Furthermore, paragraph 6(d) of the act stipulates that “management of ﬁscal risks is in accordance with regulations and guidelines to be issued by the Minister”.
The FROC observed that in the 2016 Budget, fiscal reforms such as implementation of the FRA were cited as mitigating measures against the impact of risks related to external shocks.
The FROC also noted the status of oversight of State Owned Enterprises (SOE) and Statutory Bodies which can pose fiscal risks.
The Debt Unit monitors guaranteed debt as well as liabilities arising from judgments of the Court. Regarding SOEs, they are subject to the same financial practices that bind the Government, as stipulated in the Public Finance Management Act No. 17 of 2015.
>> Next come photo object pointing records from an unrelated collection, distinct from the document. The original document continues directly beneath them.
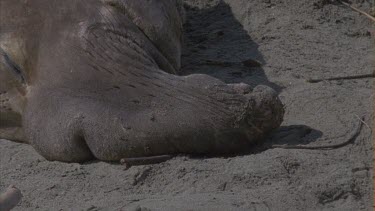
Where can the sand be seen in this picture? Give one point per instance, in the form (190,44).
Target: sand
(294,40)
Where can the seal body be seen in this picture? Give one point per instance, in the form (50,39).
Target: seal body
(91,79)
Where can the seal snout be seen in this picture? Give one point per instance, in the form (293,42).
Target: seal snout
(265,112)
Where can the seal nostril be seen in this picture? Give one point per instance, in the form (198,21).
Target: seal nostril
(80,142)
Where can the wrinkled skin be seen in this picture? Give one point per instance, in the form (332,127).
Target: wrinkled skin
(91,79)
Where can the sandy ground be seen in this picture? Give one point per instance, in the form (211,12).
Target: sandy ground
(294,40)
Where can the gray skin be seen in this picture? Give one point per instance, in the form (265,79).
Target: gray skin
(91,79)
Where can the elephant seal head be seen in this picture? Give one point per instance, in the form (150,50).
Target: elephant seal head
(93,79)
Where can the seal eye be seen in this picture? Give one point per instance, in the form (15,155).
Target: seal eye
(8,62)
Further, in order to ensure prudent management, there are set expenditure ceilings for statutory bodies. In addition, a statutory body shall not incur any liability or make commitments exceeding the recommended ceiling without the Minister’s approval; plus the Minister also has the right to override the financial decisions or commitments made by a statutory body.
Though these methods of guidance will assist in ensuring control and prudent management, there has been non-compliance in reporting. It is noted that out of the 24 of these organisations, only 21% of them have shown 100% compliance in delivering their reports on time each quarter; while 21% of them have shown 100% non-compliance having not delivered any of their reports on time in any given quarter.
The FROC was unable to assess the efficacy and comprehensiveness of the existing regime for data capturing and reporting on covered public entities.
FROC expects to be provided with information requested to assess the implementation status of these initiatives and to corroborate representations and assertion made.
Paragraph 6(c): Stipulates that “no announcements or implementation of any new policy initiative, unless measures that offset the impact of the policy initiative on the primary balance or overall level of spending have been identiﬁed”.
The FROC noted that in 2016, the 2017 Budget announced a number of relief measures to be implemented in 2017.
These measures included: tax registration amnesty; the tax filing amnesty for annual stamp tax; reduction in the price of the 20-pound cylinder; reduction of the lower rate for the personal income tax rate from 15% to 10%; and removal of all income tax on pension income. It was pointed out that the fiscal space was sufficient to accommodate revenue loss from the income tax change, without the introduction of offsetting measures.
The FROC noted that the impact of these relief measures would be offset by strengthened primary expenditure management systems and improved tax collections.
In terms of the latter, VAT receipts were bolstered by the full application of this tax on bank service charges from 01 August 2016.
The FROC commends the efforts by the fiscal authorities in this area of the FRA.